Robert Macfarlane is currently one of the UK’s best-loved non-fiction authors. His recent book Landmarks is a tour de force of physical and metaphorical walks through the landscape – literal and linguistic – of Britain’s ancient physical language. In Landscapes Macfarlane writes about the word hoard that surrounds the ‘islands, rivers, strands, fells, lochs, cities, towns, corries, hedgerows, fields and edgelands uneasily known as the British Isles.” (Link to The Guardian book review).
I love Macfarlane’s writing, not least because it’s so physical. Reading a Macfarlane book is like an exploration into the language of the body and its interaction with the natural world.
There are a number of members of the CPN with a particular interest in phenomenology and the work of Merleau-Ponty, and these will be particularly interested in one section of the book where Macfarlane talks with passion about the writings of Nan Shepherd (see picture below).
In much of Shepherd’s writing, there is a strong sense of the physicality, and to emphasise this, Macfarlane talks about her essential phenomenological spirit.
Macfarlane argues that, for Shepherd, the mountain offers a ‘fabulous sensorium’ in which ‘a life of the senses is lived so purely that “the body may be said to think”‘ (ibid 73). In many ways, Shepherd’s ‘philosophical conclusions concerning colour-perception, touch and embodied knowledge are arrestingly similar to those of Merleau-Ponty’ (ibid), a fact made all the more remarkable because The Living Mountain was written in the same year as Merleau-Ponty’s Phenomenology of Perception (1945), (even though Shepherd’s text was only published in 1977).
For Merleau-Ponty, post-Cartesian philosophy had cleaved a false divide between the body and the mind. Throughout his career he argued for the foundational role that sensory perception plays in our understanding of the world as well as in our reception of it. He argue that knowledge is ‘felt’: that our bodies think and know in ways that precede cognition. Consciousness, the human body and the phenomenal world are therefore inextricably intertwined. The body ‘incarnates’ our subjectivity and we are thus, Merleau-Ponty proposes, ’embedded’ in the ‘flesh’ of the world (ibid).
Consider this embodiment in the following passage from The Living Mountain:
The hands have an infinity of pleasure in them. The feel of things, textures, surfaces, rough things like cones and bark, smooth things like stalks and feathers and pebbles rounded by water, the teasing of gossamers…the scratchiness of lichen, the warmth of the sun, the sting of hail, the blunt blow of tumbling water, the flow of wind – nothing that I can touch or that touches me but has its own identity for the hand as much as for the eye.
Macfarlane, R (2015).
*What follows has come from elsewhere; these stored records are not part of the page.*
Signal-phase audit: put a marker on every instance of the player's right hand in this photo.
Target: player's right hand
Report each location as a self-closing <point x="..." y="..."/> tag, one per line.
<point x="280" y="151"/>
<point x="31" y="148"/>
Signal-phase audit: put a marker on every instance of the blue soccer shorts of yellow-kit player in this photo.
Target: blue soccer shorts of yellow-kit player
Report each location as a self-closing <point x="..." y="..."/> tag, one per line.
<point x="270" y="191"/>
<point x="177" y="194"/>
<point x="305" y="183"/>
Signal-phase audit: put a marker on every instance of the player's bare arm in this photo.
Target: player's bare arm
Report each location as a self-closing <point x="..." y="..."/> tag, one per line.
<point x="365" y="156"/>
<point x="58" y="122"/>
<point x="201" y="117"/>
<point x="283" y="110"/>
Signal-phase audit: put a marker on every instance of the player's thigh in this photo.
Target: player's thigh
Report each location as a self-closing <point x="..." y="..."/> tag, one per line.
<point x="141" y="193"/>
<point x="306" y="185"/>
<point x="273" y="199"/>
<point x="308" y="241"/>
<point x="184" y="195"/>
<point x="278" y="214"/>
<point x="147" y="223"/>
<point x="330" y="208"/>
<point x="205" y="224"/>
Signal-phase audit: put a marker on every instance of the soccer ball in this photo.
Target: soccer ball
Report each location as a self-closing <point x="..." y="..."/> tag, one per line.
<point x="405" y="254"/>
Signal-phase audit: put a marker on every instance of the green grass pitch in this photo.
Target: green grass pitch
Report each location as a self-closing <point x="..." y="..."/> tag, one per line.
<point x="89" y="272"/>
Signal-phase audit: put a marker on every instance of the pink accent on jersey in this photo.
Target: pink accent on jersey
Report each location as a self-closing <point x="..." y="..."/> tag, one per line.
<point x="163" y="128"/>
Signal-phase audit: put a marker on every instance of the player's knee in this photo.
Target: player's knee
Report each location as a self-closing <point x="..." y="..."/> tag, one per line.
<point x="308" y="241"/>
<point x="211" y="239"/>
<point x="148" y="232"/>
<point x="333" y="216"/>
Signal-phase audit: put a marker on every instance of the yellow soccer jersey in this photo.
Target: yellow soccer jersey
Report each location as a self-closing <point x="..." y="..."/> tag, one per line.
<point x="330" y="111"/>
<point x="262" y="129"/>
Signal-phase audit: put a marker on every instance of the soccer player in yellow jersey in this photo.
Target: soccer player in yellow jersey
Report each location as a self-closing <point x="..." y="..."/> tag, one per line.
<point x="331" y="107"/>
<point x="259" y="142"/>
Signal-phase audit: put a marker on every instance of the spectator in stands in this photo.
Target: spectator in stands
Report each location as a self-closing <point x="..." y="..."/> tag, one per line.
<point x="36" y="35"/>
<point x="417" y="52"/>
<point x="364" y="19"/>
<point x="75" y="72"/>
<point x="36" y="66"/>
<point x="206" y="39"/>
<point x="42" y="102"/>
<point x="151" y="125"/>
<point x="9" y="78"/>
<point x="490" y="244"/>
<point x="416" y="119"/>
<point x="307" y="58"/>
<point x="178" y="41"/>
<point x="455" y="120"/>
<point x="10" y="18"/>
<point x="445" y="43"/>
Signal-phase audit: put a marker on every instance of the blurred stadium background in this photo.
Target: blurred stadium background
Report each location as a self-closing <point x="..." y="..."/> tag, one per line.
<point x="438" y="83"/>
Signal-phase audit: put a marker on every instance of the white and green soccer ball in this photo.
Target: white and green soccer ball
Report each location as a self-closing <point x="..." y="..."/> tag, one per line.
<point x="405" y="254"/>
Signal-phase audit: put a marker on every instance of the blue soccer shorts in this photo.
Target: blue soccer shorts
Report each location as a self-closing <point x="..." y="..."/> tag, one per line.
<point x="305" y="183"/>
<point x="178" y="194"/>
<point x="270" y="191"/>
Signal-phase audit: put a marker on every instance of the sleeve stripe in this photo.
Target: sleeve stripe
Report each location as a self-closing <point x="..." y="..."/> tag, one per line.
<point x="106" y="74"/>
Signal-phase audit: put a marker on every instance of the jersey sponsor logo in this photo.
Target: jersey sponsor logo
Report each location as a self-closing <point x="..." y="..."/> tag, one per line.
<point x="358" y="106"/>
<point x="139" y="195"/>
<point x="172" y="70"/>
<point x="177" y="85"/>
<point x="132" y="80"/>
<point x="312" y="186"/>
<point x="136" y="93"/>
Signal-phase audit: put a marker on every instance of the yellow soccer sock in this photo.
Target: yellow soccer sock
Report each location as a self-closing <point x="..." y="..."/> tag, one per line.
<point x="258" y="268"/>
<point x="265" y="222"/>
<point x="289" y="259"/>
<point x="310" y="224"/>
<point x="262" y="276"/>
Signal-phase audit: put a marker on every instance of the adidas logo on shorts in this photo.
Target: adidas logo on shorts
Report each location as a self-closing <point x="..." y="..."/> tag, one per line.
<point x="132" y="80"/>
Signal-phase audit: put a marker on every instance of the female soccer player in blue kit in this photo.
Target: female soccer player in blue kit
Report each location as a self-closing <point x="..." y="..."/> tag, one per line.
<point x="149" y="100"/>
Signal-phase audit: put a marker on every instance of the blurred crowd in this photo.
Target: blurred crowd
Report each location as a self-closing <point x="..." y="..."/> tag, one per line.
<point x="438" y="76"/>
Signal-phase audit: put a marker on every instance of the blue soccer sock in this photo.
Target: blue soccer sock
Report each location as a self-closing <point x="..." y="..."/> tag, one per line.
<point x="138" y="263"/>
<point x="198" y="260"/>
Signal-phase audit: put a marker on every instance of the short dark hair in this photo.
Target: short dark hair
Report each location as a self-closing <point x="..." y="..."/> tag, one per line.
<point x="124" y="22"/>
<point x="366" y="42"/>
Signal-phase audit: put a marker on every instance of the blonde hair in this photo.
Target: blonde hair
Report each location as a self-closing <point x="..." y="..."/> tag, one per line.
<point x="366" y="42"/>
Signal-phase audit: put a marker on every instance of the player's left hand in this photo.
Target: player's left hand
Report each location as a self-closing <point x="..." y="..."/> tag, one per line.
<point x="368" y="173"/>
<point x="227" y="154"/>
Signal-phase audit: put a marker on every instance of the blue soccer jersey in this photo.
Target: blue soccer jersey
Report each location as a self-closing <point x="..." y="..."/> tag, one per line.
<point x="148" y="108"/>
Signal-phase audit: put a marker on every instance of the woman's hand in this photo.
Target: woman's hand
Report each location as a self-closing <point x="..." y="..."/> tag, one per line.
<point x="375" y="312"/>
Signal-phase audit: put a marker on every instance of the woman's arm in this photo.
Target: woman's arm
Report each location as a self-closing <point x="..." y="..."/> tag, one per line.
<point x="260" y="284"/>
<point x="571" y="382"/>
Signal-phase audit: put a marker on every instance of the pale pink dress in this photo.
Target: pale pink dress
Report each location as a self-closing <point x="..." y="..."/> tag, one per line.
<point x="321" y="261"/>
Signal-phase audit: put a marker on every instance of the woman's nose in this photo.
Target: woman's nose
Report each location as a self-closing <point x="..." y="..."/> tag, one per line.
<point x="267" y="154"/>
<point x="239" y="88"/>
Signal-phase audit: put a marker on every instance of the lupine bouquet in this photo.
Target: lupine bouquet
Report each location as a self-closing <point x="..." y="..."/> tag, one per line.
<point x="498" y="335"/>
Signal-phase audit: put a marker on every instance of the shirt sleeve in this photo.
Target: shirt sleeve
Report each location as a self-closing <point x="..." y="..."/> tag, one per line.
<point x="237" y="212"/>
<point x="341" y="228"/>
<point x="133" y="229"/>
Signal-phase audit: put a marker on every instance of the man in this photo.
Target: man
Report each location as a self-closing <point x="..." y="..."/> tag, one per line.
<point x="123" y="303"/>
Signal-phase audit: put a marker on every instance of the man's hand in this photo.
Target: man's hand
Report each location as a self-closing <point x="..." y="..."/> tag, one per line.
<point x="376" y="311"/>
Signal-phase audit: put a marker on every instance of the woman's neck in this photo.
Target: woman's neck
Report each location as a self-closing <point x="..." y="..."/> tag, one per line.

Landmarks. London: Hamish Hamilton.
Merleau-Ponty, M. (1945). Phenomenology of perception. New York: Humanities Press.
Shepherd, N. (1977). The Living Mountain. Aberdeen: Aberdeen University Press.
*There is a lovely 30 minute audio documentary in which Macfarlane celebrates Shepherd’s The Living Mountain. This is well worth the listen if you’re interested in more of her beautiful writing (link). In this piece, Macfarlane touches on another of Shepherds many radical notions, namely her belief that it had been the traditional masculine narrative that mountains were to be conquered, and the goal had always been to reach the summit. Instead, Shepherd was more interested in circling, meandering, being within and around, and engaging with the mountain and it’s innate physicality, rather than dominating it. It may be worth reflecting in which ways ‘mountains’ can function as metaphors for those of us thinking about how physiotherapy and health care might be ‘otherwise’ in the future.